Stereotype Ansichten über Frauen oder Migranten lässt sich niemand gern vorwerfen. Wie kann man sie überwinden? Vermutlich niemals ganz, sagen inzwischen viele Psychologen.
Mann telefoniert am Bahnsteig

Männer mit türkischem Namen finden in Deutschland schwerer eine Mitfahrgelegenheit. Das berichteten im Herbst 2019 Forscher der Universität zu Köln. Sie hatten knapp 1000 Anfragen mit fiktiven Nutzerprofilen online verschickt. Ein »Hamid Yilmaz« durfte demnach nur in 44 Prozent der Fälle auf dem Beifahrersitz Platz nehmen. Im Durchschnitt betrug die Quote der Zusagen dagegen 59 Prozent, bei deutschen Frauennamen sogar 71.

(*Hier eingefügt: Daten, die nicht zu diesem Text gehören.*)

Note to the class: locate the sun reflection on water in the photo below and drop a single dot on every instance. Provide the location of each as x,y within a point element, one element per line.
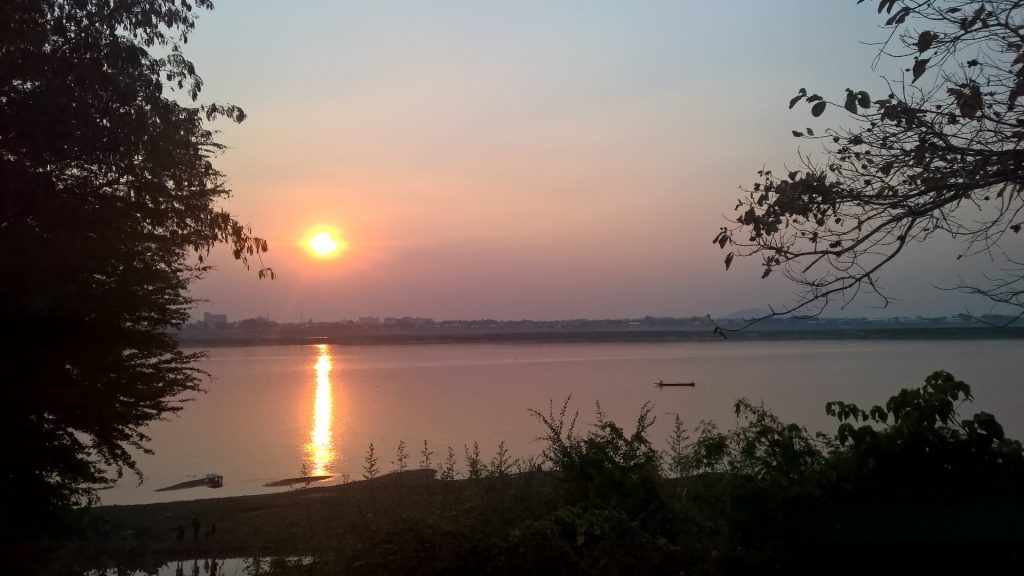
<point>320,450</point>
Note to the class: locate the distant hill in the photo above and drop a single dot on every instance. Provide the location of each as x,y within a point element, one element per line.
<point>745,314</point>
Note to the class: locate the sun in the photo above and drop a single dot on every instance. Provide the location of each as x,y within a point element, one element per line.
<point>324,243</point>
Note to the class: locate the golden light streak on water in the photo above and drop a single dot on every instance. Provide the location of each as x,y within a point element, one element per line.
<point>320,450</point>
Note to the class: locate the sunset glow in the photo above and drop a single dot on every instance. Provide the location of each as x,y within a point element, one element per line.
<point>320,450</point>
<point>324,243</point>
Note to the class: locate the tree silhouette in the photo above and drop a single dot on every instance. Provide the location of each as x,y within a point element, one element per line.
<point>939,154</point>
<point>110,198</point>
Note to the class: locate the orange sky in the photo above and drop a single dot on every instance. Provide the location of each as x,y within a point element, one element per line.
<point>517,159</point>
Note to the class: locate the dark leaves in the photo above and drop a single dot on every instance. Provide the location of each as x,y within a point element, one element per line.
<point>925,40</point>
<point>920,66</point>
<point>851,101</point>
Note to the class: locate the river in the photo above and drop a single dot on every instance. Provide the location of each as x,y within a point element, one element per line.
<point>276,412</point>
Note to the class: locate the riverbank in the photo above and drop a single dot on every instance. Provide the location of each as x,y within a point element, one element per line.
<point>340,523</point>
<point>240,337</point>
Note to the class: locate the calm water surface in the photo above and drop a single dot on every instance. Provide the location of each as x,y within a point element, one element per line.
<point>274,412</point>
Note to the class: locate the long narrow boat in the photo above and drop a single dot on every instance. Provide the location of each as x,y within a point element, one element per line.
<point>209,481</point>
<point>663,384</point>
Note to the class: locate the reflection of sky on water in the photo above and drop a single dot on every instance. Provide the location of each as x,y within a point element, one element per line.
<point>320,450</point>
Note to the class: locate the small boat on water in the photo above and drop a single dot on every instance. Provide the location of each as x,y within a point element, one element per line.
<point>209,481</point>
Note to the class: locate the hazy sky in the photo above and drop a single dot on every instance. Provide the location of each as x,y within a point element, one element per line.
<point>512,160</point>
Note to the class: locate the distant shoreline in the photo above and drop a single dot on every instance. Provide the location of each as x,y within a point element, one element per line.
<point>215,338</point>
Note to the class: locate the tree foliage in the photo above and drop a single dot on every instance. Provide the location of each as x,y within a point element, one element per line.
<point>939,154</point>
<point>110,197</point>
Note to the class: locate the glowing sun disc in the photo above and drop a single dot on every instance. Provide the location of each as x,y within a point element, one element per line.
<point>324,244</point>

Warum wollen etliche Autofahrer lieber keinen Türken mitnehmen? Womöglich glauben sie, der fremde Begleiter könne nicht gut Deutsch, sei vielleicht »bildungsfern« oder respektlos gegenüber Frauen – allesamt gängige Vorurteile.

Und Sie selbst, hegen Sie keine Vorurteile? Wie sieht es etwa mit Annahmen aus, die oft unausgesprochen bleiben, aber weit verbreitet sind: Italiener sind Machos, Franzosen versnobt, Russen trinkfreudig und Deutsche humorlos. Leute vom Land sind konservativ, Großstädter »abgehoben« und Arbeitslose an ihrem Los im Grunde selbst schuld. Oder, falls Ihnen diese Sichtweisen eher entgegenkommen: SUV-Fahrer sind egoistisch, verschleierte Frauen tragen ihr Kopftuch kaum freiwillig, und Männer denken doch nur an Sex. Hand aufs Herz: Wer von uns ist frei von Stereotypen dieser oder einer anderen Art?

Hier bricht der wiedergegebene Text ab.